Some may need options like a swivel seat that allows them to more easily transfer onto the exercise equipment, or a swing-away seat that allows use of the machine without having to transfer.
For people with visual impairments, high contrast displays and large print are helpful. Even how equipment is laid out matters — there must be enough space to maneuver safely among the exercise machine.
“There may be a lack of health or fitness professionals who have the knowledge or experience to provide physical activity services to individuals with disabilities,” Lullo said.
She worked at the National Center on Health, Physical Activity and Disability in UIC’s department of disability and human development until January 2012.
That’s when the center moved to the University of Alabama at Birmingham with principal investigator Jim Rimmer, who was Lullo’s adviser.
She worked on a related research study for the Rehabilitation Engineering Research Center on Interactive Exercise Technologies and Exercise Physiology for People with Disabilities — mercifully known as Rectech.
Through the two centers, Lullo had the opportunity to be part of a team that conducted accessibility assessments of UIC recreation facilities.
After the study, Campus Recreation immediately began taking steps to create an inclusive environment for students with disabilities.
They asked Lullo to train recreation staff and bought a pool lift for the Sport and Fitness Center on west campus to help people with disabilities get in and out of the water.
Lullo’s dissertation in the department of disability and human development looks at the use of an Internet-based program to increase physical activity in people with physical disabilities, called “14-week Program to a Healthier You.”

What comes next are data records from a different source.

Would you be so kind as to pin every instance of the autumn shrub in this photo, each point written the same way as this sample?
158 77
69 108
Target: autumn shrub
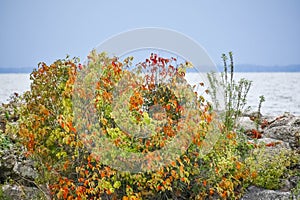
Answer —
57 135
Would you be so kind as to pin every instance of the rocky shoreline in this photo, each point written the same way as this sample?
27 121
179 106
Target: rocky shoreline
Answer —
17 173
277 133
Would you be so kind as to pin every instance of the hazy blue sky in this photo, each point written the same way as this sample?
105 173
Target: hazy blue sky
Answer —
264 32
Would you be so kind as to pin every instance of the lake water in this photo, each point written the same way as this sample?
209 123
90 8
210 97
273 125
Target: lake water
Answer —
281 90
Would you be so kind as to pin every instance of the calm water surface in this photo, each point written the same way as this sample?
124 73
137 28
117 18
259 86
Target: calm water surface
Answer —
281 90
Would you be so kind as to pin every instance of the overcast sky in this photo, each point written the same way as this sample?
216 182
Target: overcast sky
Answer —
263 32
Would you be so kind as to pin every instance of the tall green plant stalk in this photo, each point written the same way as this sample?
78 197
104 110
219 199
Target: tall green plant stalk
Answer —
235 93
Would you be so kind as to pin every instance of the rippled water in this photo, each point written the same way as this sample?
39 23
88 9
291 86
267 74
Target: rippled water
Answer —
281 90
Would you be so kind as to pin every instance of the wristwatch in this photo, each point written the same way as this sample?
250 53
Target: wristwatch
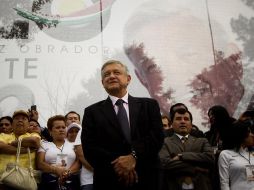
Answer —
133 153
180 156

“It uses video and interactive tools, and resources on physical activity and healthy eating,” she said.
Her interest in her field sprang from her mother, who works with people with disabilities.
“Growing up, inclusion was a foundational thing in the background of my life,” she said.
The satisfactions of her work are many.
“I love the way I am constantly challenged to think outside of the box and grow both academically and personally,” she said.
“I get to hear the voices of individuals who haven’t always had the opportunity to be heard. I get to be a part of efforts towards healthier communities that incorporate the needs of everyone. This gets messy, but I have seen that from this messiness, true progress has been made.”
Lullo, who is from northwest suburban Inverness, earned a bachelor’s degree in health and sports studies from Miami University in Ohio, then a master’s in kinesiology from UIUC.
She spent the next two years as assistant director of fitness at a recreation facility at Miami University.
“I managed a personal training program which had some clients who had disabilities,” she said.
“I and my staff didn’t have adequate training or experience to provide high-quality personal training services to these people. I wanted to educate myself on how we could do better.”
She’s now in Atlanta, working on a fellowship from the Association of University Centers on Disability at the Centers for Disease Control and Prevention.
“I have a passion to see those with disabilities included in society in a meaningful way,” she said.